I’m thinking my in-laws will notice the nice linens but not sure they’ll comment out loud. But you never know. Will report back. 😉
Kameela Hays says
They look lovely. My parents had a sitting room which was only used when we had visitors! Imagine that! I used to be
like you but after moving house several times I decided to only keep one set of crockery and table linen. So I kept the best and only use those now. The same with clothes. I have learnt how to elevate the everyday into special
Yes, a sitting room! My family’s house growing up had a living room and was a special room we only used for holidays or guests. Completely forget about that. So see, we even make houses with rooms we’re too afraid to mess up. Such a waste of space.
I can definitely elevate my special linens into the everyday, but it’s going to cost me. Thinking of the stains and how quickly they’ll get worn out… 😉 I look forward to it.
I was happy to see it wasn’t a sponsored post! I’m always looking for smaller, great brands. They just feel unique. I’m tired of multinationals…
Hi Juliette! Thanks so much for reading and glad I could introduce you to Pixtil. Like you, I’m tired of huge global corporations and wanted something different. 😉
If you have a sec, may I ask you to explain more about why you were glad it wasn’t sponsored? That confused me a little bit and would love to hear more about why you feel that way.
I wanted to share my thoughts on the topic because I think sponsored posts get a bad rap and other readers here may be interested. For anyone wondering, sponsored content is when a blogger receives compensation for producing particular pieces of content. It’s still 100% free for the readers to consume.
Like I mentioned, this post was NOT sponsored, but if I had received payment and the content was 100% the same (photographed by me, written by me, etc.), would it make the brand less appealing? Honest question. I wrote the post because I loved the products and figured my readers would as well.

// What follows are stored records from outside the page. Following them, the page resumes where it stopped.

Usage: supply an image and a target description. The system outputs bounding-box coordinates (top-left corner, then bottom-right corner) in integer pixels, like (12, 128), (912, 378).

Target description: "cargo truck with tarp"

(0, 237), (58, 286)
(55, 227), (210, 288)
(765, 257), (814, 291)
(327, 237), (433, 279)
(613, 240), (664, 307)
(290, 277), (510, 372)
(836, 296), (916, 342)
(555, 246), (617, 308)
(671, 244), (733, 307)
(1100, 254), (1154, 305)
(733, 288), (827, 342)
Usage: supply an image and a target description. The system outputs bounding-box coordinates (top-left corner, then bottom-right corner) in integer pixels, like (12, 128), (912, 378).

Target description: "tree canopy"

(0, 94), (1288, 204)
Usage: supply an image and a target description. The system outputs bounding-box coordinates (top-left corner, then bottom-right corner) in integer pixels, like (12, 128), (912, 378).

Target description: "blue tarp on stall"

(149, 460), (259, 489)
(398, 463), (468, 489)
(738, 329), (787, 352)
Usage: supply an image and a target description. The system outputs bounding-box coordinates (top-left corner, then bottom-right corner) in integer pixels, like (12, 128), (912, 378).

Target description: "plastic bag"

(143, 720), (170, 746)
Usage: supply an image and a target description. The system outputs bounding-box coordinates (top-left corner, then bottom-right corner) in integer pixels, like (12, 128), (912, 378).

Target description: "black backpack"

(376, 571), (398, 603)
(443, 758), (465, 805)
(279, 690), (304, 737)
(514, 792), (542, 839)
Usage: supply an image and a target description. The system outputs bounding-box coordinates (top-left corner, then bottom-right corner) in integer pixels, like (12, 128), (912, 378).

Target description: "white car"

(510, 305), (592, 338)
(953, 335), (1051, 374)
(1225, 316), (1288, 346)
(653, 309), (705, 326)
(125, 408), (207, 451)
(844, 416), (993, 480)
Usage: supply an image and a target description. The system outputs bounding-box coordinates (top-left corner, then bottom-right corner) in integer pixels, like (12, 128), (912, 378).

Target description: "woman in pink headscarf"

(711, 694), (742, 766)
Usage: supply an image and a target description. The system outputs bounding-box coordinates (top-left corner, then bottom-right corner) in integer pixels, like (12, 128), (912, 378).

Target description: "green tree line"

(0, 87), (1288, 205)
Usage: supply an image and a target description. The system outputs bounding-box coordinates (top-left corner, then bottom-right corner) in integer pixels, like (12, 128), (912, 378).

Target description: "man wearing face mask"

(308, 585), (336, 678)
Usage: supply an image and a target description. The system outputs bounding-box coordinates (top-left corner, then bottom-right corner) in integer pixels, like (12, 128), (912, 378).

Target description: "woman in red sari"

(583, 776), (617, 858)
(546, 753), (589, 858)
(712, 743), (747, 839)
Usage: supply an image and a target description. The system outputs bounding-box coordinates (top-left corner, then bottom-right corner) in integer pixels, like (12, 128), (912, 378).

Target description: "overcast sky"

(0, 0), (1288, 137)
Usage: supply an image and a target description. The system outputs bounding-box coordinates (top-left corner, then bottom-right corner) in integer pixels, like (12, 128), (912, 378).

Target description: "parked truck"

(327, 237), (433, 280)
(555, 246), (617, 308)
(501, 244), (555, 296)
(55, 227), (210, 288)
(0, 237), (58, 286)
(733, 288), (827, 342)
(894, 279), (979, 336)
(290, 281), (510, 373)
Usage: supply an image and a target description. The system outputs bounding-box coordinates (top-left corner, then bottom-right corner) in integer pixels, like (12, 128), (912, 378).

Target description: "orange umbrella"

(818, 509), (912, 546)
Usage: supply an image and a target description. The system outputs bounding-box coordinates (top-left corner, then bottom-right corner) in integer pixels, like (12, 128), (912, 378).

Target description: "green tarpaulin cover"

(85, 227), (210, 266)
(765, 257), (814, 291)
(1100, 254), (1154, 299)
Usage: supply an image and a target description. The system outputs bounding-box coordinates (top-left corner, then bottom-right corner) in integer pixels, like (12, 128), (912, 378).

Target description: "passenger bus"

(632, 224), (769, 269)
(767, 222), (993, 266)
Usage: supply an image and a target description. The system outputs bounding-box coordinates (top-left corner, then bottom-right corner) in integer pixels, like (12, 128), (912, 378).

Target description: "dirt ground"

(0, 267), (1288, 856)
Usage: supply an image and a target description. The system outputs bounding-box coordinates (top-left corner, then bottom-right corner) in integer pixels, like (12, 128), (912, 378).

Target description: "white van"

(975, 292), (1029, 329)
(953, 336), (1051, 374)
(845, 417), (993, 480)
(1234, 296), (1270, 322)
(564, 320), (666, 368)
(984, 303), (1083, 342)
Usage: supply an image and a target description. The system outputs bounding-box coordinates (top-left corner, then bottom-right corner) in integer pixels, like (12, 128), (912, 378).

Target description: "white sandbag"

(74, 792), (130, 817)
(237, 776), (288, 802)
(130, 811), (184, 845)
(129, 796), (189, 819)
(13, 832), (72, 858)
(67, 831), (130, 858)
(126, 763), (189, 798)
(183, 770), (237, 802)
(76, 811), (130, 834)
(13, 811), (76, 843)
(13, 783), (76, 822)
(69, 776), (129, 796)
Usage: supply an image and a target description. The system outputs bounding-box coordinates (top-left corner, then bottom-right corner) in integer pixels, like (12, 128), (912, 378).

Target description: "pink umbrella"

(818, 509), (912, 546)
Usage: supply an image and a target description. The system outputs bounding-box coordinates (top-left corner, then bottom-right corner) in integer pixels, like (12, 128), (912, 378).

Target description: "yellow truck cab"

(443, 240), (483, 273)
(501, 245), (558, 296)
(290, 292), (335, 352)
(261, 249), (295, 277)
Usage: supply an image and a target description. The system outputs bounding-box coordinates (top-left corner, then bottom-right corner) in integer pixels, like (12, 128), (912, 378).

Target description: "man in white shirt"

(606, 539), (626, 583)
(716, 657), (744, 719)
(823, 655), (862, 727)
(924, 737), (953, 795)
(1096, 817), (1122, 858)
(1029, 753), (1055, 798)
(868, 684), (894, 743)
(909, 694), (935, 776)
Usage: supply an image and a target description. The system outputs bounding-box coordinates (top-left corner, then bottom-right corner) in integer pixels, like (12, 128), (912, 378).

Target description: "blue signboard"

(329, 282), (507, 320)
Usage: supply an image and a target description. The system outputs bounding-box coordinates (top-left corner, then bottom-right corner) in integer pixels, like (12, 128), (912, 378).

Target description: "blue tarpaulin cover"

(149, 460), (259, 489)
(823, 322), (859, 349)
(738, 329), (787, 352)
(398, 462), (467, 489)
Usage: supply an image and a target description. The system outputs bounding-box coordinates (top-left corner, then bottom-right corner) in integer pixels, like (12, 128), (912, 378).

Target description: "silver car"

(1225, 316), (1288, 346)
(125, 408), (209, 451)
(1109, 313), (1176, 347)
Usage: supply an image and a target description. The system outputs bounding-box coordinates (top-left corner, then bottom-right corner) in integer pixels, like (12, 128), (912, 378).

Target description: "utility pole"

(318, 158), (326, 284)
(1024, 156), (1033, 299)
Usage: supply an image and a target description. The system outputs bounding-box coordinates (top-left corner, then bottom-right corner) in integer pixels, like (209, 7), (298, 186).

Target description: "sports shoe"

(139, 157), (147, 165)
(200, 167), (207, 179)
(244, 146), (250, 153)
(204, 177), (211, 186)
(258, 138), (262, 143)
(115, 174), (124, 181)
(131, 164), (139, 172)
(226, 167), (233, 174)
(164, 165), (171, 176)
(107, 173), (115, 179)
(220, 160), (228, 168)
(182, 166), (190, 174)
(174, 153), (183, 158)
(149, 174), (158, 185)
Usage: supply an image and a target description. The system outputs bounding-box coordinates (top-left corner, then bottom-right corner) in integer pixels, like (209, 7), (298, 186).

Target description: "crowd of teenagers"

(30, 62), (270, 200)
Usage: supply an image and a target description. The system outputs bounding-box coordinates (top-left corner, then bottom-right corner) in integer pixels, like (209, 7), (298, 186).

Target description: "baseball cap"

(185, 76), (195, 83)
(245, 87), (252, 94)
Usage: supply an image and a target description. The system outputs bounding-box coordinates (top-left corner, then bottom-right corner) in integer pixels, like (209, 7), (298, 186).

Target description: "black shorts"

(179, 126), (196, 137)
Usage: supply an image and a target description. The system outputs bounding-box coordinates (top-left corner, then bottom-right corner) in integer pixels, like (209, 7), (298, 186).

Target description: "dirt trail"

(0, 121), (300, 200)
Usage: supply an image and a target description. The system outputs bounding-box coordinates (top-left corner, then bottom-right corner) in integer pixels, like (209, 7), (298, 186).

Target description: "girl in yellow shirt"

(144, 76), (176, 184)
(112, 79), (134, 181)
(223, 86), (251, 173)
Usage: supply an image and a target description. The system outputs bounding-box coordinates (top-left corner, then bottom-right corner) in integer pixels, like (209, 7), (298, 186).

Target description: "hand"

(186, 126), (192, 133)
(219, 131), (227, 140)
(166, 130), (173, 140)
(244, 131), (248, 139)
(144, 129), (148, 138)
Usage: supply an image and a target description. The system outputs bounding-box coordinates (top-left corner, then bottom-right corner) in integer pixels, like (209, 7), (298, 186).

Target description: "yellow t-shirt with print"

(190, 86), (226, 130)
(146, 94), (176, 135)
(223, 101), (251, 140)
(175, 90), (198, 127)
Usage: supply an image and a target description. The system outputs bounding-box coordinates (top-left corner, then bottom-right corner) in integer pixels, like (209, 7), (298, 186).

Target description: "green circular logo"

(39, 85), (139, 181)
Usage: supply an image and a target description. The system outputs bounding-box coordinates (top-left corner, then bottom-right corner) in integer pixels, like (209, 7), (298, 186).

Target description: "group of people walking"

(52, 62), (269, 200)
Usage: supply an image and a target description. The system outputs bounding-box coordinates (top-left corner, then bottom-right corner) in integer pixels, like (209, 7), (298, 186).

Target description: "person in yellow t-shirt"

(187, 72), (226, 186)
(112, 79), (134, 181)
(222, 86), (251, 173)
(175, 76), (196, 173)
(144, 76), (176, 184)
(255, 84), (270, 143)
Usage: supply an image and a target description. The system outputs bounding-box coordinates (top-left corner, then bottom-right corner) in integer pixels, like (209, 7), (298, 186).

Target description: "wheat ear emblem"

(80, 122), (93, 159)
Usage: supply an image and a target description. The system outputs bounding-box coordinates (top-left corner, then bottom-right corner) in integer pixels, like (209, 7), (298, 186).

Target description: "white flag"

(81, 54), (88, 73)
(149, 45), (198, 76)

For the record, I have no problem with sponsored posts. That said, I’ve probably done fewer than 10 paid collabs during my entire blogging career of over 7 years but it makes me a little sad that sponsored posts have this stigma attached to them. Blogging and related endeavors can be really expensive (tech, monthly operational costs, and especially video and travel costs), and most readers probably have no idea what a site costs to run or the time involved in doing so. I think when a partnership is authentic and makes sense for both the blogger and brand, and it’s disclosed, then there’s no issue. I’ve enjoyed so many sponsored posts on other blogs over the years and learned about companies and brands I never otherwise would have come across.
On the other hand, I think sponsored posts can be problematic when:
1) A blogger isn’t transparent and doesn’t mark sponsored content as such. It leaves the reader not sure who to trust, especially when it’s clear the content was paid.
2) A blogger partners with a brand who isn’t a good fit so the content isn’t authentic at all or not even written by the blogger.
3) It’s spammy paid content from digital marketers who just want backlinks, with zero value to the reader.
Anyway, just my 2 cents. 😉
Here are some great posts explaining more about sponsored content that I think are important to read in case anyone else is interested and wants to learn more:
Thx again for reading! Always appreciate your input. xx
Annie Andre says
can’t really add much to your thorough reply. but I wholeheartedly agree with you. Sponsored posts get a bad rap.